Les arts classiques et folkloriques indiens paraissent éloignés de
la musique occidentale, mais possèdent au moins une richesse équivalente.
J’aime me mesurer à des réalités, des sensibilités musicales complètement
différentes. Il est important d’entendre, d’écouter, d’expérimenter,
de comprendre et de saisir les traditions musicales, basées sur l’oreille
plus que sur la notation.»
Ces séances de perfectionnement
ne se veulent en aucun cas synonymes de simple reproduction du matériel
étudié: «Je veux manger la musique, la digérer.» Gabriel
Dharmoo pourra ainsi en extraire une ornementation typique, intégrer
à une œuvre une fluidité mélodique, chaque élément devenant une
parcelle de son langage qui, au fil des métissages, se définira de
lui-même. «Je préfère les paysages sonores recréés, reprendre
les choses sans m’y référer.»
Cette appropriation
sélective se confirme lorsqu’il aborde les pages des grands classiques
ou se laisse inspirer par les avancées de ses contemporains. Plutôt
que d’apprécier l’intégrale des œuvres d’un compositeur donné,
il s’attardera à certaines facettes bien particulières de son travail.

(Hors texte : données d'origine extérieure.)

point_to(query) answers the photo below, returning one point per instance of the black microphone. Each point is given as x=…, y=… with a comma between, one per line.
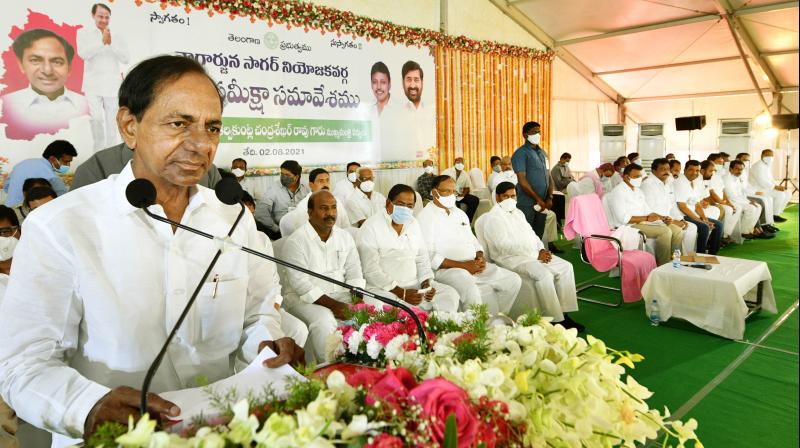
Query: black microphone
x=141, y=193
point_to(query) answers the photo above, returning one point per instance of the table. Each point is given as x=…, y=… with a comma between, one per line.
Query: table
x=717, y=300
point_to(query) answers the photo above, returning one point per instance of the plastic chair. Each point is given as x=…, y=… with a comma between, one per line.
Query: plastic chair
x=587, y=219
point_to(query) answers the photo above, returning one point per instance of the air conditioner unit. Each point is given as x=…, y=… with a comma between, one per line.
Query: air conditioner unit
x=651, y=144
x=734, y=135
x=612, y=142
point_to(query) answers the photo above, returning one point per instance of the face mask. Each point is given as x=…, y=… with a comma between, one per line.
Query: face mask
x=401, y=215
x=7, y=246
x=367, y=186
x=509, y=204
x=287, y=180
x=447, y=201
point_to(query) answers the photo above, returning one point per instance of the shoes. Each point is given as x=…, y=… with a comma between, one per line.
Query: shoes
x=569, y=323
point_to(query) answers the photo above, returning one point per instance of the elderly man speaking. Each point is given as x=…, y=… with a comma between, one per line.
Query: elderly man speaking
x=97, y=284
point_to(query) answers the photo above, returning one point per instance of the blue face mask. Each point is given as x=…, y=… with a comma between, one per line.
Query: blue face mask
x=402, y=215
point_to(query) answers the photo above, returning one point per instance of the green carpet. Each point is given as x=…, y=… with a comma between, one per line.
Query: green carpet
x=757, y=404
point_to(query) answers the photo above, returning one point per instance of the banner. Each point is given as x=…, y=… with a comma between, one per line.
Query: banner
x=313, y=96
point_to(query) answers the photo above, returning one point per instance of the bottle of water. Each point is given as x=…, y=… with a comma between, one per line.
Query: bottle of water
x=655, y=315
x=676, y=258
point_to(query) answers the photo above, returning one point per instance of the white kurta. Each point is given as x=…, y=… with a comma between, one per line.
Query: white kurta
x=512, y=244
x=448, y=235
x=390, y=260
x=95, y=287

Quand on le presse de nommer quelques inspirations, il hésite visiblement
avant d’avancer les noms de Bach, Purcell (pour ses atmosphères et
son théâtre de caractères), Bartók (premier compositeur du 20e
siècle avec lequel il était entré en contact), Nono, Ligeti, Xenakis.
Il privilégie un parcours organique: «J’ai toujours voulu être
un créateur musical. Au départ, je souhaitais devenir un artiste plus
populaire, mais je voulais aller plus loin. J’étais inspiré par
Beck, Björk, Portishead, je n’ai jamais voulu me lancer dans le
mainstream.»
Après une formation
de violoncelliste, il bifurque naturellement vers la composition, avec
Hugues Leclair et Éric Morin à Québec, puis avec Serge Provost
au Conservatoire de musique de Montréal. Une pièce à la fois, il
défriche, explore, séduit. Il voit cinq de ses œuvres primées au
Concours des jeunes compositeurs de la SOCAN: Vaai Irandu (2e
prix en 2010), Le jour de mon mariage avec Dieu
(2e prix en 2008), Chapelets (2e prix en
2008), D’arts moults (3e prix en 2006) et À
l’Homme (1er prix en 2002). Ses compositions ont été
jouées par Arraymusic, Codes d’accès, l’Ensemble Chorum, Erreur
de type 27, Motion Ensemble et l’ECM+, qui l’a notamment choisi
pour participer à Génération 2012. Le 11 septembre dernier, l’ensemble
Aventa de Victoria créait Sur les rives de,
pour flûte, clarinette, percussion, violon et violoncelle, et Erreur
de type 27 intègre ce mois-ci une œuvre pour flûte, tabla et percussion
à son concert Musica Masala.
Dharmoo insiste sur
la nécessité de redéfinir le rôle du compositeur: «Il doit
dépasser le simple fait d’écrire des notes. Il faut y croire, avoir
une attitude positive, discuter avec le public au concert, émettre
des opinions qui ne sont pas seulement fondées sur des perceptions,
demeurer ouvert sans se compromettre en tant qu’artiste.» Il établit
un parallèle avec Cecil Taylor, qui admettait en entrevue: «Personne
ne m’a demandé de faire ce métier!» Il est donc nécessaire de
se renouveler avec chaque œuvre créée, mais aussi de faire partie
intégrante de sa communauté: «L’économie est importante, c’est
vrai, il faut savoir la gérer, mais elle doit servir au bien commun
de tous, dit-il. Le rôle de compositeur est pertinent dans une société;
pas nécessairement utile, pratique, mais essentiel, surtout si on lui
reconnaît une dimension sociale.»
La musique contemporaine
doit, selon lui, revoir son rapport au public, redéfinir la structure
du concert, privilégier des formules thématiques, miser sur le travail
des jeunes compositeurs. «La perception de chaque public est teintée
par sa culture. L’auditeur peut parfois avoir l’impression d’être
aussi dépaysé que s’il assistait à un spectacle de kabuki. Chaque
compositeur reconstruit, pièce après pièce; les formes d’art doivent
être justifiées par leur contexte.»
Même s’il collabore
de façon régulière avec des réalisateurs et des chorégraphes, Gabriel
Dharmoo admet avoir de la difficulté à se projeter dans l’avenir,
conscient que tout projet demeure dépendant d’un financement. «J’espère
continuer à être actif dans le milieu, ainsi que dans d’autres villes.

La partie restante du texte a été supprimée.